There are thousands of playlists out there so the biggest thing to keep in mind is to never be discouraged by the ones that pass on you – remember to take the longview: the more playlists you submit to, the more likely one of them is going to accept you. Whether a certain curator loves or hates your work, whether it fits their aesthetic or not, that’s all just personal preference; you’re playing a numbers game, and if you can secure enough small playlists you’re guaranteed to find some new fans, plus your music will start to catch the eye of editorial playlisters.

One trick to identifying playlists you can submit your music for consideration to is pick through your Fans Also Like  section on Spotify and find where some of your peers’ music is being featured. If an artist with a similar amount of followers and monthly listeners as you has recently secured a placement on a curators’ playlist, it’s worthwhile to navigate to that curators’ page and try to find their contact information. Most curators are successful because of their passion and dedication to their craft. They’ll usually take the time to give you a reply one way or another. 

Another trick is to seek out Collaborative Playlists that have a substantial amount of followers. These aren’t incredibly common, as usually curators will try to gate-keep their work, but sometimes people will leave these open on more niche playlists in order to facilitate more conversation on the platform. After all, no DJ knows every track in a given space. If you can find one of these, add the playlist to your library and select one or two of your best recent releases that really specifically fit the mood on the playlist. When you’re adding them, make sure you don’t take the top slot, but aim high nonetheless – put your track in the top five or ten spots. 

There’s also SubmitHub, a frustrating but often worth-your-while spot to get your release on curators’ radar. SubmitHub has a free model that allows you to submit your tracks to curators without paying anything, but if you really want to know whether you’ve got a hit on your hands you should spend a few dollars to buy their premium credits and submit to a couple of curators that way. Make sure that you opt for their feedback and you can be guaranteed to get a bit of a sense of what listeners are hearing in your music. 

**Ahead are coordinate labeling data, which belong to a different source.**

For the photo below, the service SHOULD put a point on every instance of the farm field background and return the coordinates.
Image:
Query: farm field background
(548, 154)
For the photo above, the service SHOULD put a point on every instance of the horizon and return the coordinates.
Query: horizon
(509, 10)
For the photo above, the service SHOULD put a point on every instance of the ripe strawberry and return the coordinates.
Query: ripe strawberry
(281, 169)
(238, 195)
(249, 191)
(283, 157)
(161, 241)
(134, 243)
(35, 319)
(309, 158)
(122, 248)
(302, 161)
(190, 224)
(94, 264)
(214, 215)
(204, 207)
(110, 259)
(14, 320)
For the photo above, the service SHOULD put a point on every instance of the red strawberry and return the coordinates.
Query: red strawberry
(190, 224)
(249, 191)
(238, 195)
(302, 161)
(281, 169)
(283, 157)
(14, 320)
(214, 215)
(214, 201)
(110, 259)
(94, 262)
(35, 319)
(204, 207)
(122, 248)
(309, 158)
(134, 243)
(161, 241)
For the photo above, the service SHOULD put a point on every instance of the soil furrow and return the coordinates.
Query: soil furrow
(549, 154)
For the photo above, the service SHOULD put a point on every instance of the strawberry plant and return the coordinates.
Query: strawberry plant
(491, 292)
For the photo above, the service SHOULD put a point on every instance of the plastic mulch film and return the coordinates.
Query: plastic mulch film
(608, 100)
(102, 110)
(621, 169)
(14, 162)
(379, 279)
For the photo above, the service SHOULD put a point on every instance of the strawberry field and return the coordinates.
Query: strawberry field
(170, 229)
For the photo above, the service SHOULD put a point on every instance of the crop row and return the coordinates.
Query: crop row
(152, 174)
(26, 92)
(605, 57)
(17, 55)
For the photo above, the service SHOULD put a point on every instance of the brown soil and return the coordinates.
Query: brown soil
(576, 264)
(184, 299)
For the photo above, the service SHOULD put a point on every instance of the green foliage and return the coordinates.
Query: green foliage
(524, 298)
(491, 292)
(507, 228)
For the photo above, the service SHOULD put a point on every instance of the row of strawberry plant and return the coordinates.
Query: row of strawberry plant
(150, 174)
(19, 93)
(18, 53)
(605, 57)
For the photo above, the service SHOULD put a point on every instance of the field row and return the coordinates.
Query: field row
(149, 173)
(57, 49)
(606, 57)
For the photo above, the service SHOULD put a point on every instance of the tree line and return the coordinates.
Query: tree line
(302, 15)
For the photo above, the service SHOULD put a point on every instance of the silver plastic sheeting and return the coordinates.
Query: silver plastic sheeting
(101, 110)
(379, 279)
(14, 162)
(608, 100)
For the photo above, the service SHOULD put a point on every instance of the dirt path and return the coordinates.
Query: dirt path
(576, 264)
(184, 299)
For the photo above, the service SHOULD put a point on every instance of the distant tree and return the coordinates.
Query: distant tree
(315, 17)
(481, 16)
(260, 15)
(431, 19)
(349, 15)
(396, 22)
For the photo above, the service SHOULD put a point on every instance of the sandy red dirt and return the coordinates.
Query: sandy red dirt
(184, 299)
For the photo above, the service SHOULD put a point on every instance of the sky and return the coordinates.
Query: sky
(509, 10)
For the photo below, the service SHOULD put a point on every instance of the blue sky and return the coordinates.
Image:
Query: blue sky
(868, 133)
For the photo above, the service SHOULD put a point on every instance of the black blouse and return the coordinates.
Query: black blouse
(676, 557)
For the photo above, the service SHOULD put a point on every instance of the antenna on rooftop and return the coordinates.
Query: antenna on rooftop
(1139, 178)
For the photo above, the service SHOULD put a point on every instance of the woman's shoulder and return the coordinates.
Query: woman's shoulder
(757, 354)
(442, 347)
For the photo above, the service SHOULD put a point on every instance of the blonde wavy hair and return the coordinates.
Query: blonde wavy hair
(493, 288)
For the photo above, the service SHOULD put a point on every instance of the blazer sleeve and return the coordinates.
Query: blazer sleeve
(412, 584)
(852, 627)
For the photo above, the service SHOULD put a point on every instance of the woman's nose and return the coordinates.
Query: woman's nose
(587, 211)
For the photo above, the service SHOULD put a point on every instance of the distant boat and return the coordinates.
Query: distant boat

Of course, you should never forget to submit all your work to Spotify’s editorial team on your own to maximize your chances of landing on one of their playlists, as well as guarantee your latest release will land in your current fans’ Radio & Discover Weekly playlists. This is an easy process that should only take you five minutes. You can access your Spotify For Artists section from the backend of – from there you’ll be able to submit your pitch to Spotify. Just make sure you do so with at least 7 days advance notice so that the editorial team has time to review your submission. 

It’s always important to favorite your tracks when they land on people’s playlists and to thank them on socials with a shout-out if possible too. Building a playlist following is hard work for the curators, so you should express your gratitude by showing them some love. 

What we’ve covered here is by no means the end-all be-all of independent playlisting; there’s always more to learn in this space, and of course there’s a big correlation between playlist performance and other aspects of your marketing approach as an artist (like social media, contesting, and advertising). Watch this space for more tips on playlisting and everything else that goes in to a successful career as an artist, but most importantly: don’t stop creating!